Tuesday, December 13, 2011
Tis' the Season
It's been two full weeks since I blogged. I miss my blog. I am struggling to find time for it. I am struggling to find time for a lot of things recently. You may be nodding knowingly, "Ahh, yes, the transition from one child to two..." But, I don't know if that's it.
I love this time of year. I love the decorations and the lights. I love the music. I love the snow and the hot cocoa. I like nothing better than baking Christmas cookies and snuggling on the couch watching Christmas movies. I get immense pleasure out of giving the perfect gift to a friend or family member and watching their face when they open it. I love the church all decked out in candles and greenery.
But this year, I'm not feeling it and I don't know why. The most festive tasks are met with irritation and frustration. I find that I am checking off the boxes on the "to do" list more than actually enjoying any of it. I have been racing through present shopping, wrapping the gifts, baking the cookies, decorating the tree without having the time to relish any of the things I really love about this holiday.

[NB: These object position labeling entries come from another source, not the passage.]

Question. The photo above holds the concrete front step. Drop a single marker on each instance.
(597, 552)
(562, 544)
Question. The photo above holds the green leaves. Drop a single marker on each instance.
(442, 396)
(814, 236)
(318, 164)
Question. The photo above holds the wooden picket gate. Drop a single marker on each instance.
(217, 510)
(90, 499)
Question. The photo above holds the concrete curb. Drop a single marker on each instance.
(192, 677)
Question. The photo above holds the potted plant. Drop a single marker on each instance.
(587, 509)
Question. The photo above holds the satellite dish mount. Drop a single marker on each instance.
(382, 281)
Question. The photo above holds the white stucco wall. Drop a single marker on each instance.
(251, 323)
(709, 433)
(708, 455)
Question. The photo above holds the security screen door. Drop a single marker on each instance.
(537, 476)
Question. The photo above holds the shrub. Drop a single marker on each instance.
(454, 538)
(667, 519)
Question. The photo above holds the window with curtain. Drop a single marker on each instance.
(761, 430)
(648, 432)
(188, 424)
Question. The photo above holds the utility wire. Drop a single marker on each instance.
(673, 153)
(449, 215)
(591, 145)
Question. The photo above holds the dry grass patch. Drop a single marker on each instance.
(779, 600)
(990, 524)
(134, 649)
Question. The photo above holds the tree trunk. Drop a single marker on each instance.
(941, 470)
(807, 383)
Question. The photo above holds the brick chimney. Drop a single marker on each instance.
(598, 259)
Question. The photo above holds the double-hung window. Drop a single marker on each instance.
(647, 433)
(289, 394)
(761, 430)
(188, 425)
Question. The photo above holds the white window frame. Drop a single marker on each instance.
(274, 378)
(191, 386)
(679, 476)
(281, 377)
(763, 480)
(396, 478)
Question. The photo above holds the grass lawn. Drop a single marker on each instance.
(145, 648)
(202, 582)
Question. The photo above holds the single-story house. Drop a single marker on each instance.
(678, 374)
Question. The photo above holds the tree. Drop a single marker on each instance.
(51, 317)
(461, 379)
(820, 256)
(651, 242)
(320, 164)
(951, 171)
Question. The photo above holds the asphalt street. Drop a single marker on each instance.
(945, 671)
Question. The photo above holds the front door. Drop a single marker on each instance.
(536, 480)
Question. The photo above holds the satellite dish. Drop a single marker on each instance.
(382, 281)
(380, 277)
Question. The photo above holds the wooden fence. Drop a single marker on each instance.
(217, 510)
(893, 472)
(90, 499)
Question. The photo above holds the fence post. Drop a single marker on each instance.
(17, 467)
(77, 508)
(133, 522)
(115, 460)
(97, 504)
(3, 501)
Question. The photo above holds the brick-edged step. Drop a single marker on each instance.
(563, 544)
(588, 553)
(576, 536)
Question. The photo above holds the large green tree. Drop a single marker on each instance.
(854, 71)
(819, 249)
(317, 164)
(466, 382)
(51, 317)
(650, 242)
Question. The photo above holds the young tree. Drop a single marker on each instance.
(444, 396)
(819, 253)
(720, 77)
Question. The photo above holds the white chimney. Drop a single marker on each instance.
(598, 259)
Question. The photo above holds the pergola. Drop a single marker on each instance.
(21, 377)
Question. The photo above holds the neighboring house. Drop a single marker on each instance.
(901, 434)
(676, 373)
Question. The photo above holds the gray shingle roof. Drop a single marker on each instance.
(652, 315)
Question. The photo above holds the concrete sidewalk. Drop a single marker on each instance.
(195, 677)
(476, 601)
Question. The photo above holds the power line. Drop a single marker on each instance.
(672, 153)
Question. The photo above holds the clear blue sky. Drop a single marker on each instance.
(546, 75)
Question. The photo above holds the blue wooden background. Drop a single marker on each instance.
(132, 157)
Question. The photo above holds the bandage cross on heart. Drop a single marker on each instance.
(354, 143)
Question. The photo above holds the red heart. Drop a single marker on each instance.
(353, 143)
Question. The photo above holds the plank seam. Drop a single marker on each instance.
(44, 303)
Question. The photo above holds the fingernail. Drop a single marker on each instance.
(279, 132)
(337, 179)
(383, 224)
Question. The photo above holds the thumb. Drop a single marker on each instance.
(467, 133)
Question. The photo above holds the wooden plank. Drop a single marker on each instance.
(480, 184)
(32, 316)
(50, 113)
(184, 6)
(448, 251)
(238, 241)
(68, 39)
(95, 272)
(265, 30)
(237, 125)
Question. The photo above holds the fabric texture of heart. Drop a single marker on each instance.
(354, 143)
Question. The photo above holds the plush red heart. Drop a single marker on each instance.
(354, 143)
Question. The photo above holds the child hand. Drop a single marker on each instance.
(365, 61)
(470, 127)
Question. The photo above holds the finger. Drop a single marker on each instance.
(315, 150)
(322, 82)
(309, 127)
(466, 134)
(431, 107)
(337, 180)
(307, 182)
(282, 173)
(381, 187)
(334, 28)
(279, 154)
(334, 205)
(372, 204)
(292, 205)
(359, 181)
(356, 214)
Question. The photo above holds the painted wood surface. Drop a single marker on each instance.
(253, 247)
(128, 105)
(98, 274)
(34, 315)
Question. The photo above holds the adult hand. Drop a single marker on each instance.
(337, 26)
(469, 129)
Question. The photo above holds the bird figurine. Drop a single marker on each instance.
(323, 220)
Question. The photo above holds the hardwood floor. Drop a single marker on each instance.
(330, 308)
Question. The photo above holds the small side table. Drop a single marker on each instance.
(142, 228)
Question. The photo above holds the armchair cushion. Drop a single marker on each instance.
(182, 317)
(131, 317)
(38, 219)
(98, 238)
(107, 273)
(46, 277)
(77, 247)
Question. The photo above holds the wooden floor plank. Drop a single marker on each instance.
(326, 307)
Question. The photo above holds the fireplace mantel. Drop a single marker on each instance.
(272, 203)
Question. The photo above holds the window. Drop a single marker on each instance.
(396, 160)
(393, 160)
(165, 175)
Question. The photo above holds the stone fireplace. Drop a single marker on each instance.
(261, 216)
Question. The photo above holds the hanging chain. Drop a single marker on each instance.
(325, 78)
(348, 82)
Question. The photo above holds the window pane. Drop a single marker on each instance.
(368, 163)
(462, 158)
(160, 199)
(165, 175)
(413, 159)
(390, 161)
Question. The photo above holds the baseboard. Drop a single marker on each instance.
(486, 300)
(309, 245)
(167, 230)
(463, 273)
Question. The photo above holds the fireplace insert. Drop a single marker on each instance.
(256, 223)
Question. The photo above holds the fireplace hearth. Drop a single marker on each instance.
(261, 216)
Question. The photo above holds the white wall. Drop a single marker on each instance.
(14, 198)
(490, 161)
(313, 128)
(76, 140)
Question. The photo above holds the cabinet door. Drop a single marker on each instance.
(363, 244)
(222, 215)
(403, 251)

I have to keep reminding myself to relax. To take it easy. To stop and take a breath. Maybe it is just the added stress of having a new baby at home and therefore, less sleep. But I think it might be me. I find myself becoming aggravated over the smallest tasks rather than taking pleasure in them. The tree decorating this weekend was met with impatience and a strong desire to just get it done. Combine that with a rambunctious toddler and a fussy newborn and it's a sure disaster. Not to mention that my crabby mood ruins the fun for the rest of my family. I don't want that. I don't want to take the joy away from my children or my husband. I don't want our first Christmas together as a family of four to be squandered in a flurry of to-do lists and obligations. I want to bake cookies with my toddler and I want to sing Christmas songs and look at the lights and spend time with my husband and enjoy my family.
Something needs to change. I need to change. My focus needs to shift from all that "needs" to be done to all that is happening now. I need to remember the reason for Christmas. The blessing that is Christ. The joy of this season. The miracles that we are given every day.